In order to survive, humans require food, water, air, and something often forgotten, sleep. But for some people in the St. Petersburg community, doing something as simple as closing their eyes to get some rest could mean getting arrested. In our city, many people experience this every single day. I spoke with “Chicago”, a man who has lived this reality for years. “I was at Sarasota first, then they started arresting people down there, so I went to Bradenton. From Bradenton, I came to St. Pete, and I was on the street for three and a half years. I came here for the first time two and a half years ago.”

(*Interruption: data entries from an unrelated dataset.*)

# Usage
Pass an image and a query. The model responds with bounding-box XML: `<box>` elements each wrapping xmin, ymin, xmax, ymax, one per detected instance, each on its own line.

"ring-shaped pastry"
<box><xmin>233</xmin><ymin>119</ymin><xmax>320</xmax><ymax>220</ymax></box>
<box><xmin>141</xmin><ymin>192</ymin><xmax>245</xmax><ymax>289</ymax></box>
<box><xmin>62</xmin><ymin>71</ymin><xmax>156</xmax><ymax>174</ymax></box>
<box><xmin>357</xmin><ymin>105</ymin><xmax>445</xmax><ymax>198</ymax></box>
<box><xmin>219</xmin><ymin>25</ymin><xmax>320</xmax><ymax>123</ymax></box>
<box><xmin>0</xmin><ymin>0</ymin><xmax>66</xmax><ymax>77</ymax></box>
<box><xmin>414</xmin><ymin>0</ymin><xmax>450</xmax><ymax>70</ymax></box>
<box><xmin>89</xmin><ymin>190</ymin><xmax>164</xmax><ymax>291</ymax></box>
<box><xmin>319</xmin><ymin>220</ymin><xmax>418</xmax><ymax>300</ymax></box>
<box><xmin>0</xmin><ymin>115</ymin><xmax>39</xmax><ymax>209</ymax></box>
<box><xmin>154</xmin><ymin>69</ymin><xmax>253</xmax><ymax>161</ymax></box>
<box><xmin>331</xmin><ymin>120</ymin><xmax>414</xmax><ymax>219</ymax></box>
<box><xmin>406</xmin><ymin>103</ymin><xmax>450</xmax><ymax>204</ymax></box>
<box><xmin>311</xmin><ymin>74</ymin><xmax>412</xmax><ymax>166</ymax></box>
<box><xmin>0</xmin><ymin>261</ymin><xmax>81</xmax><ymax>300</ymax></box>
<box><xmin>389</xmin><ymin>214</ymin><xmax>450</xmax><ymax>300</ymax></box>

Chicago was in and out of a couple temporary shelters and tent communities, but the cycle of searching for shelter and ending up back on the streets also came with many arrests. “I’ve been arrested for trespassing seven times, three times for trying to stay dry. The rest were at churches, the library, and the senior citizens’ building. I was never a criminal…I’d never been arrested until I came to St. Pete. Now I’m a so-called criminal because I got arrested for trespassing.” Even just trying to stay out of the rain can lead to an arrest.
“I was trying to get out of the rain so I wouldn’t be soaking wet and catch a cold, once it stopped raining, the cops pulled up and got me for trespassing. Sometimes they wouldn’t even give me a warning… they’d just arrest me.”
From Chicago, we learn that homelessness can happen to anyone.
“It can happen to anybody, I wouldn’t have ever dreamed I would be homeless… I made maybe $180,000 a year. But there’s always a situation you can’t control that can put you in homelessness. People don’t realize that money won’t get you out of it. It can be taken away just as quick as you can get it.”
Chicago’s daily survival is made more complicated because of personal challenges like losing his eyesight.
“My eyesight is my hardest challenge. When I (became) blind, it was really hard because I had to depend on people to do things for me. And I’m the type of person that… I wanna do it myself. If I can’t do it, it frustrates me.”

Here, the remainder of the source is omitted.